The president of Tencent’s Timi Studio, Yao also looks set to be charged a thumping 30 per cent in stamp duties by the Inland Revenue Department on the purchase, which works out at another HK$29.4 million.
The government raised property transaction stamp duty in November last year to 15 per cent for all residential purchases, except for first time buyers who are permanent residents, to dampen soaring home prices. On top of that, he will also be required to pay another 15 per cent “buyer’s levy”, which came into effect on October 2012.
That applies to non-permanent residents, in a bid to discourage buying interest from mainlanders, who accounted for 40 per cent of the new flat sales in 2012.
Together with the tax, Yao’s purchase will likely cost HK$127.4 million, or US$16.4 million.
Built above the K11 retail complex, the 261-metre-tall building dominates the skyline on Hanoi Road and is the city’s second-tallest residential block after Sun Hung Kai Properties’ Cullinan at Kowloon Station.
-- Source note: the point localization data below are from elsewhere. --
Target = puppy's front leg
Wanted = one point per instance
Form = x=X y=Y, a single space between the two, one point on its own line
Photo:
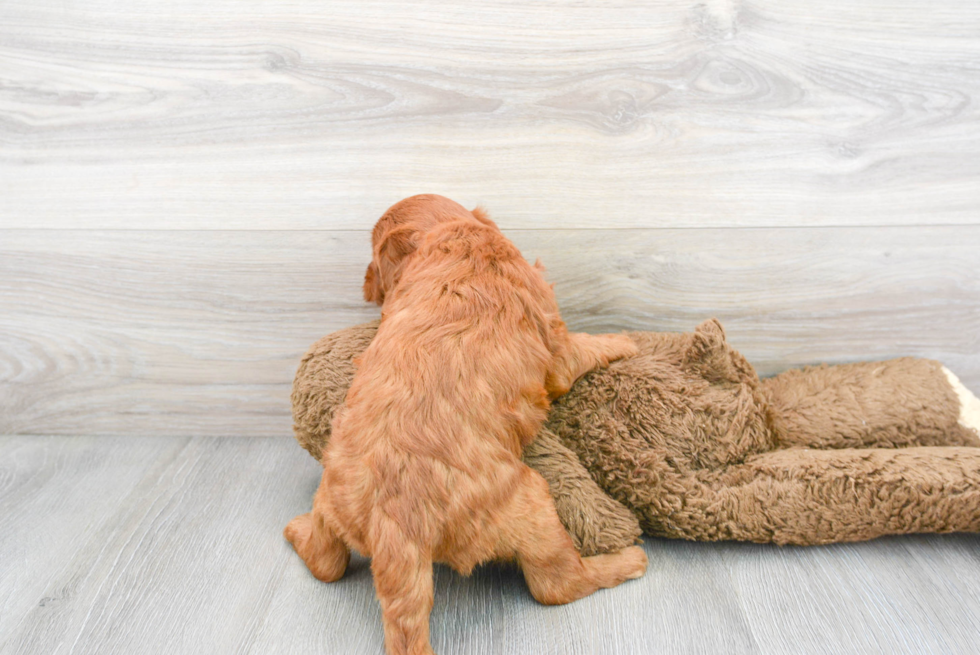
x=578 y=353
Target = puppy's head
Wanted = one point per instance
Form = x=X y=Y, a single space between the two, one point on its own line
x=399 y=233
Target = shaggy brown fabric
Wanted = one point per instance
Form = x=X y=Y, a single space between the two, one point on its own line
x=688 y=438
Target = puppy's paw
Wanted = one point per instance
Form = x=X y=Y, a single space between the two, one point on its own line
x=635 y=562
x=298 y=531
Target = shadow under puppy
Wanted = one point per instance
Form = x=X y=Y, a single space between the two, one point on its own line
x=424 y=462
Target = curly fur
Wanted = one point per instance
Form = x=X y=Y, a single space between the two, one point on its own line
x=423 y=464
“Heavy taxes are not deterring rich mainlanders from transferring their money out of China. We have come across similar buyers who are still willing to pay millions of dollars on the tax alone for properties,” said Sammy Po, chief executive at Midland Realty’s residential department,
Another of his mainland clients bought a HK$300 million mansion, which cost him another HK$90 million in tax.
According to data from App Annie, “Honor of Kings” in May became the first Chinese mobile game to top both the App Store and Google Play for monthly sales.
Its huge success has been a massive money spinner for Tencent’s already lucrative gaming business.
A sohu.com report in March said Tencent gave a 100 million yuan bonus to the 30-strong development team behind “Honor of Kings”.
It was launched in November 2015 by Tencent’s Timi Studio, which is dedicated to developing boutique games. According to big data firm Jiguang, the game had around 201 million players by May, half of them females under the age 24. About 54.12 million people play the game on a daily basis.
Tencent paid an unidentified individual HK$311 million (US$40 million) in pay and bonus last year, a 13 per cent increase from the Hong Kong-listed company’s highest 2015 emolument of HK$274 million, according to company filings.